Rue Mauconseil. Elle traverse de la rue Saint-Denis dans celle de Montorgueil; il ne paroît pas que cette rue ait jamais porté d'autre nom; dès 1250 elle est appelée vicus Mali Consilii; en 1269, 1300, etc., rue Mauconseil. Sauval[500] pense que le nom de Mauconseil vient du seigneur du château de Mauconseil, situé en Picardie: cette étymologie paroît assez vraisemblable.

Rue Montorgueil. Elle fait la continuation de la rue Comtesse-d'Artois, et aboutit à celle des Petits-Carreaux. On ignore l'étymologie du nom de cette rue, qu'on désignoit, dès le treizième siècle, sous celui de vicus Montis Superbi.

Il y a dans cette rue un cul-de-sac appelé cul-de-sac de la Bouteille, qui règne le long des anciens murs de l'enceinte de Philippe-Auguste. Ce cul-de-sac se nommoit, dans le dix-septième siècle, cul-de-sac de la Cueiller[501], et devoit ce nom à une maison qui y étoit située en 1603. Il fut nommé ensuite rue Commune, et prit enfin, d'une enseigne, le nom de cul-de-sac de la Bouteille, qu'il porte aujourd'hui.

Vis-à-vis de ce cul-de-sac, et au milieu de la rue Montorgueil, on voyoit encore, à la fin du quinzième siècle, une tour de l'ancienne enceinte; mais comme elle gênoit le passage pour arriver aux halles, sur la requête des habitants de cette rue et de Nicolas Janvier, marchand de poisson, la ville en ordonna la démolition le 17 décembre 1498.

Rue Notre-Dame-de-Bonne-Nouvelle. Elle traverse de la rue Beauregard au boulevart.

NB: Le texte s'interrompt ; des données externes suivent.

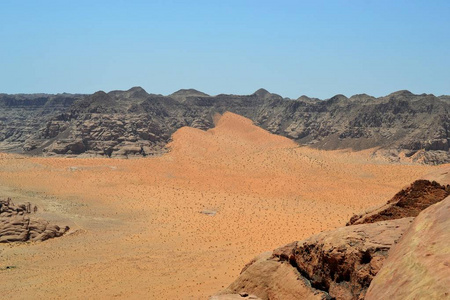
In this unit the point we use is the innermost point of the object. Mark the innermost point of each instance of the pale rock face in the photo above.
(18, 225)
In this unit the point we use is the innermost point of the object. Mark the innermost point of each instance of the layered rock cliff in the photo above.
(133, 122)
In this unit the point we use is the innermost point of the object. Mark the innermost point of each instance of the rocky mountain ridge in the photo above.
(128, 123)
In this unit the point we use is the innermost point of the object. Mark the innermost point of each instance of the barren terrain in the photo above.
(182, 225)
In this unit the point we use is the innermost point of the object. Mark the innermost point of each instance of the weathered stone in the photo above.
(418, 267)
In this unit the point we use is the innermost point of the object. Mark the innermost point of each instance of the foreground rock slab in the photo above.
(336, 264)
(17, 224)
(409, 202)
(418, 267)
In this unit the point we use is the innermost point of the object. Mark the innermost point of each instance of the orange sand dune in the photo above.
(137, 230)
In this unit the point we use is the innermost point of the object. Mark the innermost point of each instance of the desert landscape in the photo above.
(183, 224)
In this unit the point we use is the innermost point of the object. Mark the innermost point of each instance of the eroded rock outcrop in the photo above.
(337, 264)
(270, 278)
(18, 225)
(418, 267)
(343, 263)
(409, 202)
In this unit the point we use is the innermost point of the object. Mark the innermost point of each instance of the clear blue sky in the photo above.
(317, 48)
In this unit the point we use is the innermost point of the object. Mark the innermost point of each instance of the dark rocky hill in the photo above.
(133, 122)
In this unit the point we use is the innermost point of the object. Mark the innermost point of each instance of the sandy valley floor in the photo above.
(137, 230)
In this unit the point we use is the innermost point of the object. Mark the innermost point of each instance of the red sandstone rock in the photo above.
(418, 267)
(271, 279)
(409, 202)
(17, 225)
(343, 262)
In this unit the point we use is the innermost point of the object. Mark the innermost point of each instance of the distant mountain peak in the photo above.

Il paroît qu'elle a remplacé une ancienne rue qui étoit en cet endroit avant la démolition de la Villeneuve, et qui s'appeloit rue Neuve-Saint-Louis et Sainte-Barbe. Elle doit son nom à l'église de Notre-Dame-de-Bonne-Nouvelle.

Rue Notre-Dame-de-Recouvrance. Elle va également de la rue Beauregard au boulevart; en 1540 elle portoit déjà ce nom. Quand on la rebâtit, au commencement du dix-septième siècle, on l'appela Petite rue Poissonnière, probablement parce qu'elle est parallèle à la rue Poissonnière; depuis elle a repris le nom qu'on lui avoit donné dans son origine.

Rue Neuve d'Orléans. Elle traverse, le long du boulevart, du faubourg Saint-Denis à celui de Saint-Martin, et n'offre qu'un rang de maisons qui donnent sur cette promenade. Quelques-uns ont cru que la rue Sainte-Apolline avoit anciennement ce nom. Si véritablement elle l'a porté, on a voulu le conserver en le donnant à celle-ci, qui n'étoit dans l'origine qu'un simple chemin, lequel ne fut couvert de maisons que long-temps après l'autre. Ce qu'il y a de certain, c'est qu'elle étoit désignée ainsi il y a plus de cent cinquante ans, ce qui est prouvé par des plans qui remontent à cette époque.

Rue aux Ours (ou aux Oues). Elle donne d'un bout dans la rue Saint-Denis, de l'autre dans celle de Saint-Martin. Nous avons déjà dit que c'étoit par corruption que cette rue étoit appelée aux Ours, et désignée ainsi sur les inscriptions qui sont à ses extrémités. Nos ancêtres écrivoient et prononçoient ou Ouë pour Oie; et comme il y avoit, dès le treizième siècle, des rôtisseurs établis dans cette rue, la grande quantité d'oies qu'ils faisoient cuire en avoit fait donner le nom à la rue, vicus ubi coquuntur anseres[502], la rue où l'on cuit les oies; vicus Anserum, la rue as Oues, via ad Aucas, vicus ad Ocas[503].

Rue de Paradis. Elle aboutit d'un côté à la rue du Faubourg-Saint-Denis, de l'autre à la rue Poissonnière. Ce n'étoit autrefois qu'une ruelle indiquée sous ce nom dès 1643; auparavant elle se nommoit rue Saint-Lazare, parce qu'elle faisoit la continuation de la grande rue de ce nom, ainsi que la rue d'Enfer.